Original scoring system Koppitz (1963) original developmental scoring system derived from a list of distortions Koppitz observed in the drawings of young children using the original nine Bender (1938) cards. Koppitz then chose items based on their ability to differentiate among 77 children from grades 1 through 4 on the basis of grade placement. These items were then used to devise normative data from the protocols of 1100 children ages 5 through 10 years.

How were new items derived? A group of experienced psychologists was gathered to write developmentally appropriate items for the new designs apparent in the Bender-Gestalt II and its 16 (versus 9 in the original) designs. Additional scoring elements were written for the original Bender designs as well since it was not known how the original Koppitz items would fare using modern techniques of item selection. Once these items were agreed upon (and there were more than 100 for initial analyses), trained, supervised staff scored all protocols according to the newly devised Koppitz Developmental Scoring System.

How were new items derived? Classical test theory was used to guide the item analyses which were performed on all agreed upon scoring elements. Corrected or partial point-biserial correlations between item and total score calculated at every age interval. Using the item means and discrimination indexes (reviewed separately by age level), 34 items were retained for the 5 through 7 year olds and 45 items for the 8 year and older groups.

Koppitz-2 Materials 16 design cards of the Bender-Gestalt-II • Two record forms Ages 5-7 years Ages 8-89 years • Supplemental EI Record Form • Scoring template • Examiner’s Manual

The Koppitz-2 Standardization Sample 3,535 individuals drawn during 2001 and 2002 to represent the US population at large according to the 2000 US Census statistics, stratified on the basis of age, sex, race, ethnicity, geographic region, and SES level (as estimated by educational attainment—of parents for children and the individual for adults).

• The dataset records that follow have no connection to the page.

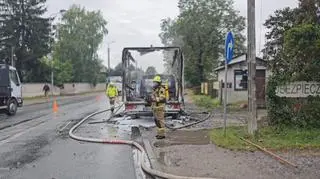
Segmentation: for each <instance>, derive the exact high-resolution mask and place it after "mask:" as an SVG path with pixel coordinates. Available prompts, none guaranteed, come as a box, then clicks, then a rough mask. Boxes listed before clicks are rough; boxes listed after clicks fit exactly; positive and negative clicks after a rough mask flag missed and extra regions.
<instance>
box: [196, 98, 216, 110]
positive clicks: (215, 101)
mask: <svg viewBox="0 0 320 179" xmlns="http://www.w3.org/2000/svg"><path fill="white" fill-rule="evenodd" d="M193 98H194V99H193V101H194V103H195V104H196V105H197V106H200V107H204V108H206V109H213V108H216V107H219V106H220V102H219V99H217V98H215V99H212V98H211V97H210V96H202V95H196V96H194V97H193Z"/></svg>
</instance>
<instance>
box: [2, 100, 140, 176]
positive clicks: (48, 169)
mask: <svg viewBox="0 0 320 179" xmlns="http://www.w3.org/2000/svg"><path fill="white" fill-rule="evenodd" d="M102 95H103V94H102ZM99 99H100V100H97V98H96V96H84V97H75V98H69V99H66V100H61V101H59V102H58V103H60V104H59V111H58V113H56V114H53V113H52V108H51V104H50V103H46V104H37V105H30V106H25V107H24V108H23V109H22V110H20V111H18V113H17V115H16V116H14V117H9V118H6V117H4V116H1V117H0V129H1V127H2V129H1V130H0V178H1V179H2V178H9V179H10V178H17V179H20V178H21V179H22V178H23V179H29V178H30V179H34V178H43V179H45V178H48V179H52V178H55V179H60V178H68V179H69V178H70V179H72V178H75V179H78V178H97V179H99V178H104V179H105V178H115V179H116V178H128V179H131V178H136V171H135V164H134V160H133V154H134V151H133V150H132V148H131V147H129V146H122V145H103V144H93V143H85V142H79V141H75V140H72V139H70V138H69V137H68V132H69V129H70V128H71V127H72V126H73V125H74V124H75V123H77V122H78V121H79V120H81V119H82V118H83V117H85V116H86V115H88V114H90V113H92V112H95V111H97V110H99V109H104V108H106V103H107V101H106V98H105V97H101V98H99ZM108 115H109V114H106V113H105V114H102V115H100V116H97V117H96V120H100V119H101V118H106V117H107V116H108ZM26 119H31V120H29V121H26V122H24V120H26ZM21 121H22V122H21ZM15 124H16V125H15ZM126 131H127V132H128V133H127V132H126ZM77 134H78V135H81V136H95V137H108V138H109V137H110V136H111V137H115V138H125V139H129V138H130V130H129V128H128V129H126V130H119V129H118V128H113V127H110V126H108V125H107V124H95V125H90V124H84V126H82V127H80V128H79V130H78V131H77Z"/></svg>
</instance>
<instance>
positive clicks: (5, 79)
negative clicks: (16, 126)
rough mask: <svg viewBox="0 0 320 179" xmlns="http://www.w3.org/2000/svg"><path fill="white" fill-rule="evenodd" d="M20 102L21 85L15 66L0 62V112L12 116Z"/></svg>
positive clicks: (20, 82)
mask: <svg viewBox="0 0 320 179" xmlns="http://www.w3.org/2000/svg"><path fill="white" fill-rule="evenodd" d="M22 104H23V99H22V85H21V82H20V78H19V75H18V73H17V70H16V68H14V67H12V66H10V65H7V64H0V113H6V114H7V115H10V116H13V115H15V114H16V112H17V109H18V107H21V106H22Z"/></svg>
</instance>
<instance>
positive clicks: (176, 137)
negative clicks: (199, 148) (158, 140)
mask: <svg viewBox="0 0 320 179" xmlns="http://www.w3.org/2000/svg"><path fill="white" fill-rule="evenodd" d="M209 132H210V130H199V131H183V130H177V131H170V132H167V135H166V139H165V140H159V141H156V142H154V146H155V147H167V146H172V145H206V144H211V140H210V136H209Z"/></svg>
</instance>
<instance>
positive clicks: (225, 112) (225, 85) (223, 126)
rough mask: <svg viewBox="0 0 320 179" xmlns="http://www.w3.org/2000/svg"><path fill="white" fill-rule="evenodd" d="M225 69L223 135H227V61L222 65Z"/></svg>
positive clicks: (227, 65)
mask: <svg viewBox="0 0 320 179" xmlns="http://www.w3.org/2000/svg"><path fill="white" fill-rule="evenodd" d="M224 69H225V72H224V73H225V74H224V100H223V120H224V121H223V131H224V136H225V137H226V135H227V96H228V95H227V92H228V90H227V79H228V73H227V72H228V64H227V61H226V63H225V65H224Z"/></svg>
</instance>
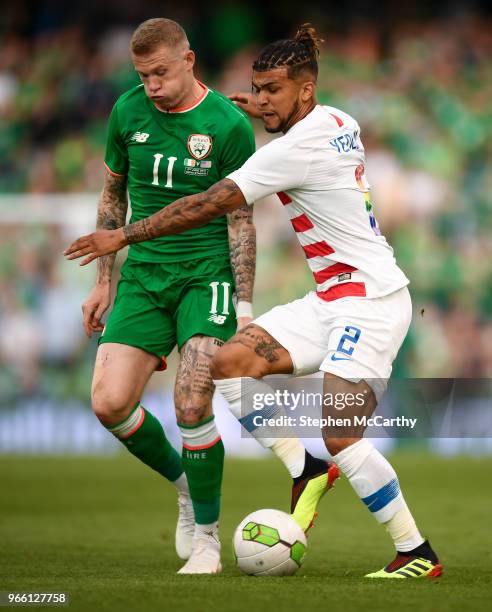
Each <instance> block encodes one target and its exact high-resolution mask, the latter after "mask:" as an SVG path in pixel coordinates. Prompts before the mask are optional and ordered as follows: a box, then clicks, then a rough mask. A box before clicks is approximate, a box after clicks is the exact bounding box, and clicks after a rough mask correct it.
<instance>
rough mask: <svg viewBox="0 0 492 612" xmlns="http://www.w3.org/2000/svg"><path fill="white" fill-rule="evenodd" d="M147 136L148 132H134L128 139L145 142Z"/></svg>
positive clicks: (147, 136)
mask: <svg viewBox="0 0 492 612" xmlns="http://www.w3.org/2000/svg"><path fill="white" fill-rule="evenodd" d="M149 136H150V134H146V133H145V132H135V134H133V136H132V137H131V139H130V140H133V141H135V142H146V141H147V138H148V137H149Z"/></svg>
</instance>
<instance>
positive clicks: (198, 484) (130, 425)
mask: <svg viewBox="0 0 492 612" xmlns="http://www.w3.org/2000/svg"><path fill="white" fill-rule="evenodd" d="M106 429H107V430H108V431H110V432H111V433H112V434H113V435H114V436H116V437H117V438H118V439H119V440H120V441H121V442H122V443H123V444H124V445H125V446H126V448H127V449H128V450H129V451H130V452H131V453H132V455H135V457H138V458H139V459H140V461H143V462H144V463H145V464H146V465H148V466H149V467H151V468H152V469H154V470H155V471H156V472H159V474H162V476H164V477H165V478H167V479H168V480H170V481H171V482H173V483H175V484H176V486H178V488H181V486H180V485H183V487H185V486H186V480H187V481H188V485H187V486H188V487H189V491H190V496H191V500H192V502H193V510H194V512H195V520H196V522H197V523H198V524H200V525H208V524H211V523H214V522H216V521H217V520H218V518H219V513H220V489H221V486H222V472H223V469H224V445H223V444H222V440H221V438H220V434H219V432H218V430H217V427H216V426H215V420H214V417H213V416H211V417H209V418H208V419H205V420H204V421H202V422H201V423H199V424H198V425H191V426H187V425H183V424H179V429H180V431H181V435H182V437H183V454H182V457H180V456H179V454H178V453H177V452H176V450H175V449H174V448H173V447H172V446H171V444H170V443H169V441H168V439H167V438H166V435H165V433H164V430H163V429H162V425H161V424H160V423H159V421H158V420H157V419H156V418H155V416H154V415H152V414H151V413H150V412H148V411H147V410H145V408H144V407H143V406H141V405H140V404H137V406H136V407H135V409H134V410H133V412H132V413H131V414H130V416H128V417H127V418H126V419H125V420H124V421H121V423H117V424H116V425H111V426H109V427H108V426H107V427H106ZM183 471H184V474H185V476H186V479H185V477H184V475H183ZM181 477H182V478H181ZM178 479H179V481H178ZM176 481H178V482H176ZM181 481H183V483H181Z"/></svg>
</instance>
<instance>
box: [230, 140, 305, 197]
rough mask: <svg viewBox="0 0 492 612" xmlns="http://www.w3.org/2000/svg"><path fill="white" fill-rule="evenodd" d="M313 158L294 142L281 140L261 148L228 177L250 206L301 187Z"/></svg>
mask: <svg viewBox="0 0 492 612" xmlns="http://www.w3.org/2000/svg"><path fill="white" fill-rule="evenodd" d="M309 163H310V155H309V154H307V155H306V153H305V152H303V151H302V150H300V149H299V148H298V147H296V146H295V143H293V142H286V141H285V140H284V138H278V139H277V140H273V141H272V142H269V143H268V144H266V145H265V146H263V147H261V149H258V151H256V153H255V154H254V155H252V156H251V157H250V158H249V159H248V161H247V162H246V163H245V164H243V166H241V168H239V169H238V170H236V171H235V172H232V173H231V174H229V175H228V176H227V178H228V179H231V181H234V182H235V183H236V185H237V186H238V187H239V189H240V190H241V191H242V193H243V195H244V198H245V200H246V202H247V203H248V204H252V203H253V202H255V201H256V200H259V199H260V198H264V197H266V196H268V195H272V194H274V193H278V192H279V191H287V190H289V189H294V188H296V187H301V186H302V184H303V182H304V180H305V178H306V174H307V171H308V169H309Z"/></svg>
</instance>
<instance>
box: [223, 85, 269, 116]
mask: <svg viewBox="0 0 492 612" xmlns="http://www.w3.org/2000/svg"><path fill="white" fill-rule="evenodd" d="M229 100H232V101H233V102H235V103H236V104H237V105H238V106H239V108H242V109H243V111H244V112H245V113H248V115H249V116H250V117H254V118H255V119H260V118H261V113H260V111H259V110H258V107H257V106H256V96H255V95H254V94H252V93H244V92H241V91H236V92H234V93H232V94H231V95H230V96H229Z"/></svg>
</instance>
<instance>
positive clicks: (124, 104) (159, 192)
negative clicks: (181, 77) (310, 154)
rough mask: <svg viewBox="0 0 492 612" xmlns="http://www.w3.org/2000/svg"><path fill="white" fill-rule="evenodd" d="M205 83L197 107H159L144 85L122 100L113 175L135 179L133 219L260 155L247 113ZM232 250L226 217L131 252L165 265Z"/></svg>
mask: <svg viewBox="0 0 492 612" xmlns="http://www.w3.org/2000/svg"><path fill="white" fill-rule="evenodd" d="M200 85H202V84H200ZM202 88H203V93H202V95H201V96H200V98H199V99H198V100H197V101H196V102H195V103H194V104H193V105H191V106H190V107H187V108H181V109H175V110H172V111H161V110H159V109H158V108H157V107H156V106H155V104H154V103H153V102H152V100H150V99H149V98H148V97H147V95H146V94H145V91H144V88H143V85H139V86H138V87H134V88H133V89H131V90H130V91H128V92H126V93H125V94H123V95H122V96H121V97H120V98H119V99H118V100H117V102H116V104H115V105H114V107H113V110H112V112H111V116H110V119H109V132H108V141H107V147H106V157H105V164H106V167H107V168H108V170H109V171H110V172H111V173H112V174H120V175H127V176H128V192H129V195H130V204H131V209H132V216H131V220H130V222H131V223H133V222H134V221H139V220H140V219H143V218H145V217H148V216H150V215H152V214H153V213H155V212H157V211H158V210H160V209H161V208H164V207H165V206H167V205H168V204H171V203H172V202H174V201H175V200H177V199H179V198H182V197H183V196H187V195H192V194H196V193H200V192H201V191H206V190H207V189H208V188H209V187H210V186H211V185H213V184H214V183H216V182H217V181H219V180H220V179H222V178H224V177H225V176H227V175H228V174H230V173H231V172H233V171H234V170H237V169H238V168H239V167H240V166H242V164H243V163H244V162H245V161H246V160H247V159H248V158H249V157H250V156H251V155H252V154H253V153H254V150H255V143H254V134H253V130H252V127H251V124H250V122H249V119H248V118H247V116H246V115H245V114H244V113H243V112H242V111H241V110H239V109H238V108H237V106H236V105H235V104H234V103H232V102H231V101H230V100H229V99H228V98H226V97H225V96H223V95H222V94H220V93H218V92H217V91H214V90H213V89H209V88H207V87H206V86H205V85H202ZM228 253H229V245H228V235H227V219H226V217H225V216H223V217H219V218H217V219H214V220H213V221H210V222H209V223H208V224H207V225H205V226H203V227H198V228H194V229H191V230H188V231H186V232H183V233H182V234H177V235H173V236H164V237H162V238H156V239H154V240H148V241H146V242H140V243H137V244H133V245H131V246H130V249H129V253H128V257H129V258H130V259H134V260H138V261H145V262H156V263H165V262H178V261H184V260H190V259H198V258H203V257H214V256H216V255H228Z"/></svg>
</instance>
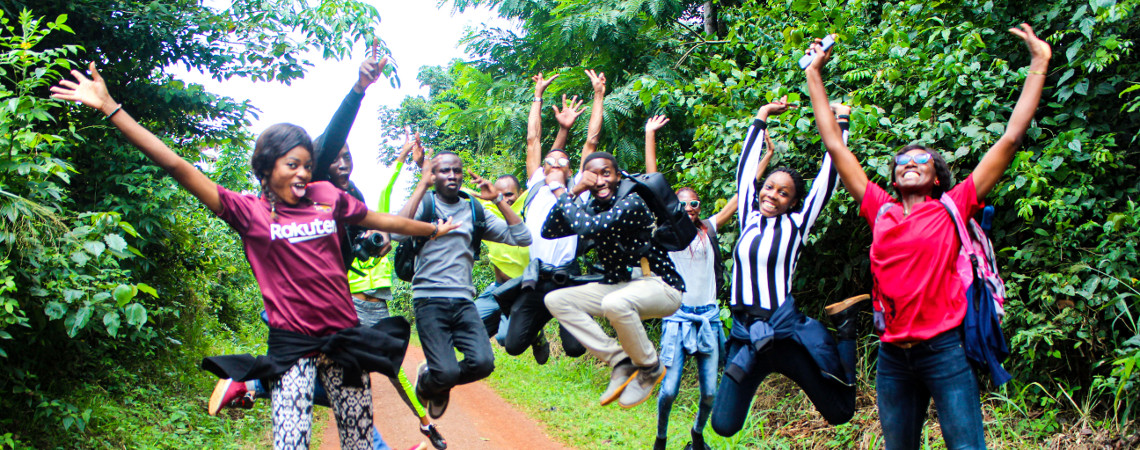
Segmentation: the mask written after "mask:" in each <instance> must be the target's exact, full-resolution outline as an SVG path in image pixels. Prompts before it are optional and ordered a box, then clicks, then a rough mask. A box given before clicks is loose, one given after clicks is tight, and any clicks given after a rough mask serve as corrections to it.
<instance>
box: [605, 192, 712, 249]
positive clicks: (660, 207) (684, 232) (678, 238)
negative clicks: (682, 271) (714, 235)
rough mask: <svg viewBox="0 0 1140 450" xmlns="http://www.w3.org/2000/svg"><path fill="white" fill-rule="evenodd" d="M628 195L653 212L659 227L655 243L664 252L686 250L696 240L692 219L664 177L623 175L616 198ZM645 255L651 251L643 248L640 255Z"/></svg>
mask: <svg viewBox="0 0 1140 450" xmlns="http://www.w3.org/2000/svg"><path fill="white" fill-rule="evenodd" d="M629 193H637V195H638V196H641V197H642V199H643V201H645V205H646V206H649V208H650V211H652V212H653V216H654V218H655V223H654V227H653V236H652V240H653V242H655V243H657V244H659V245H660V246H662V247H665V249H667V251H669V252H677V251H681V249H685V248H687V247H689V244H691V243H692V242H693V239H694V238H697V232H698V230H697V226H694V224H693V221H692V220H691V219H689V214H686V213H685V207H684V206H683V205H682V204H681V201H678V199H677V193H674V191H673V186H669V182H668V181H666V180H665V175H662V174H660V173H626V172H621V183H620V185H618V195H617V198H624V197H625V196H627V195H629ZM646 251H648V248H642V249H641V251H640V252H638V254H645V252H646Z"/></svg>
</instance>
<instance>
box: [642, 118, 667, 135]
mask: <svg viewBox="0 0 1140 450" xmlns="http://www.w3.org/2000/svg"><path fill="white" fill-rule="evenodd" d="M666 123H669V117H666V116H665V115H663V114H659V115H655V116H652V117H650V118H649V121H648V122H645V132H646V133H655V132H657V130H660V129H662V128H665V124H666Z"/></svg>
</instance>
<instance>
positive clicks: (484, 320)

How successful was the actual sampling? Very! On nearly all variables, the actual sample was within 1 percentage point of the population values. The largest discrepancy occurred on SES where the sample was off by 2.1%, under-sampling those with more than a HS education. In calculation of the norms tables, sample weights were calculated to perfectly mimic the population data.

Summary of Reliability Results The overall reliability of the Koppitz-2 DBGT VMI has been demonstrated to be quite good. Relative to Anastasi and Urbina’s (1997) three sources of test error (content, time, and scorer), the coefficients determined demonstrate very acceptable levels of score reliability. The internal consistency reliability of the VMI is consistently high across demographic classifications as well as various diagnostic groups. The magnitude of these reliability coefficients strongly suggests that the Koppitz DBGT scores generally possess relatively small, acceptable amounts of error and that test users can have confidence in the consistency of Koppitz DBGT results when obtained after carefully following the standardized administration and scoring procedures detailed in the manual.